I have a field F, with axioms that hold for $+ ,* ,- , /$ and it has a neutral elements $n$ and $e$ . Now, $F1$ is a set and $f:F\rightarrow F1$ a bijective function. I have to show that $F1$ with the following operations: $$x+y := f(f^{-1}(x) + f^{-1}(y))$$ $$x*y := f(f^{-1}(x) * f^{-1}(y))$$ $$-x := (-f^{-1}(x))$$ $$x^{-1} := f((f^{-1}(x))^{-1})$$
with the neutral elements $n1:=f(n)$ and $e1=f(e)$ is also a field.
The way I would solve this would simple be:
Because the fuinction is bijective, I can deduce that $f^{-1}(x) = x$ and $f^{-1}(y)= y$. Since F is a field, the newly defined operations e.g: $x+y :=f(x+y)$ obeys the field axioms and because the codomain is F1 $f(x+y) \in F1$
Any hints how I prove this formally?
Edit: Apparently I started the wrong way.
It is rather tedious to prove all field axioms. To prove commutativity of $+$ you can show that if $x,y\in F_1$: $$x+y=f\big(f^{-1}(x)+f(y)\big)=f\big(f^{-1}(y)+f^{-1}(x)\big)=y+x$$ since addition is commutative between $f^{-1}(x)$ and $f^{-1}(y)$ which are elements of $F$.

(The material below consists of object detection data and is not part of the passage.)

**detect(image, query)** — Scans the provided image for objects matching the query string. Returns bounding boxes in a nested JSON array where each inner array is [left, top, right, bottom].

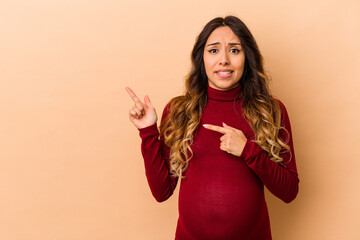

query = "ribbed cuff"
[[138, 123, 159, 138]]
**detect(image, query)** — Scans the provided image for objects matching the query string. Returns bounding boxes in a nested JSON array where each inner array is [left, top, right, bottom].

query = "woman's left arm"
[[203, 100, 299, 203], [240, 100, 299, 203]]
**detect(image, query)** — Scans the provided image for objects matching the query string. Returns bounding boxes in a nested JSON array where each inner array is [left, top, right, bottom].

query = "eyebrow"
[[206, 42, 241, 47]]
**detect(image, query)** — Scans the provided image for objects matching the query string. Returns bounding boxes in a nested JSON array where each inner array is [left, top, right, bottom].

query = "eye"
[[208, 49, 219, 53], [230, 48, 240, 53]]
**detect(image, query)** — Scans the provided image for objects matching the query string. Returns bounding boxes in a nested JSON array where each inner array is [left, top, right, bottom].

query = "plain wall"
[[0, 0, 360, 240]]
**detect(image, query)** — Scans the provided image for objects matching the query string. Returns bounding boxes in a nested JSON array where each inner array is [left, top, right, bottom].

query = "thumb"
[[144, 95, 153, 108]]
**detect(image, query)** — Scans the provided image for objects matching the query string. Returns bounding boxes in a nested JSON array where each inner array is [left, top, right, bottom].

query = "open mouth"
[[216, 70, 233, 78]]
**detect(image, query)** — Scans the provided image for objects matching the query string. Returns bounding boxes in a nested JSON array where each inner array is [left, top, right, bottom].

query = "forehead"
[[206, 26, 240, 43]]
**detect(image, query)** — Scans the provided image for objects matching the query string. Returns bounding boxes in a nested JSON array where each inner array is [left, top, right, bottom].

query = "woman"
[[126, 16, 299, 240]]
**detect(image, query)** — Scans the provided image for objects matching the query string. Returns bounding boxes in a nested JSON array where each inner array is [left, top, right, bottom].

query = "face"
[[204, 26, 245, 91]]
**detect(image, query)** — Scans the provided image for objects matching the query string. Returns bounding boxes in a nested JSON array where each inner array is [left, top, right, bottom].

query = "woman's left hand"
[[203, 123, 247, 157]]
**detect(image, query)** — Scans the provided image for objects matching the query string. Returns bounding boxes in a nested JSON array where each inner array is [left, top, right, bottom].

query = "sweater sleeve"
[[240, 100, 299, 203], [139, 104, 178, 202]]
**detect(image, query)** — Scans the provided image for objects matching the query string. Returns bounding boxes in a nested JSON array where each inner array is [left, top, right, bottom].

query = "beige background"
[[0, 0, 360, 240]]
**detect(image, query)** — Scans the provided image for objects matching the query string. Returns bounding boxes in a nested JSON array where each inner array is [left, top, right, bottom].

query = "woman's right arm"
[[126, 88, 178, 202], [139, 105, 178, 202]]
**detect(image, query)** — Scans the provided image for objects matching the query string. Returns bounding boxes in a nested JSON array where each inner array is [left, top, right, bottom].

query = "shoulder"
[[274, 98, 290, 125]]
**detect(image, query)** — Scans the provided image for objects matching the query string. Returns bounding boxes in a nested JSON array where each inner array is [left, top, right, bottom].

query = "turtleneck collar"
[[208, 85, 241, 101]]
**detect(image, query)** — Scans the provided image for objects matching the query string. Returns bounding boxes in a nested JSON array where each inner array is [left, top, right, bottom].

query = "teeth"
[[219, 72, 231, 75]]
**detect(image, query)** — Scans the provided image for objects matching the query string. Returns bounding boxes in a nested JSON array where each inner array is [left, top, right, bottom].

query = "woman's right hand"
[[125, 87, 157, 129]]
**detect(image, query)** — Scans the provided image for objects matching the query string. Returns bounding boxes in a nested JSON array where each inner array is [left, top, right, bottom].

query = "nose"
[[220, 51, 230, 66]]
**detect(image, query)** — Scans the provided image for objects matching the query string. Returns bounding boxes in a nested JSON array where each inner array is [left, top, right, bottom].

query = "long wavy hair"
[[160, 16, 290, 178]]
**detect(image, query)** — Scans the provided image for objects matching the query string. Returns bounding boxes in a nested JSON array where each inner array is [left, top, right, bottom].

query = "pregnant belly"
[[179, 158, 267, 239]]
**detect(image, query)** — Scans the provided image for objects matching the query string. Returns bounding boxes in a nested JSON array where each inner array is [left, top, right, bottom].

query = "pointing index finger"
[[203, 124, 229, 134], [125, 87, 141, 102]]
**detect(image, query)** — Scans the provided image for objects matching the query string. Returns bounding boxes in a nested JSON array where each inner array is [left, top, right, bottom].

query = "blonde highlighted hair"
[[160, 16, 290, 178]]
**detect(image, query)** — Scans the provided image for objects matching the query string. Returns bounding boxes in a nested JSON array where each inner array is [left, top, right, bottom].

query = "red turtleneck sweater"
[[139, 86, 299, 240]]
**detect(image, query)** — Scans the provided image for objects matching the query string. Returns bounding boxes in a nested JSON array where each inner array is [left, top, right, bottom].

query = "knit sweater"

To prove distributivity, let $x,y,z\in F_1$ and let us show that $x*(y+z)=x*y+x*z$: $$x*(y+z)=x*f\big(f^{-1}(y)+f^{-1}(z)\big)=f\left(f^{-1}(x)*f^{-1}\Big(f\big(f^{-1}(y)+f^{-1}(z)\big)\Big)\right)$$ by definition. Since $f$ and $f^{-1}$ are inverse of one another, we get $$x*(y+z)=f\left(f^{-1}(x)*\big(f^{-1}(y)+f^{-1}(z)\big)\right)$$ Using distributivity in $F$ we get $$x*(y+z)=f\left(f^{-1}(x)*f^{-1}(y)+f^{-1}(x)*f^{-1}(z)\right)$$ In the mean time $$x*y+x*z=f\left(f^{-1}(x*y)+f^{-1}(x*z)\right)=f\left(f^{-1}(x)*f^{-1}(y)+f^{-1}(x)*f^{-1}(z)\right)$$ which shows that $x*(y+z)=x*y+x*z$.
The other axioms follow the same train of thought.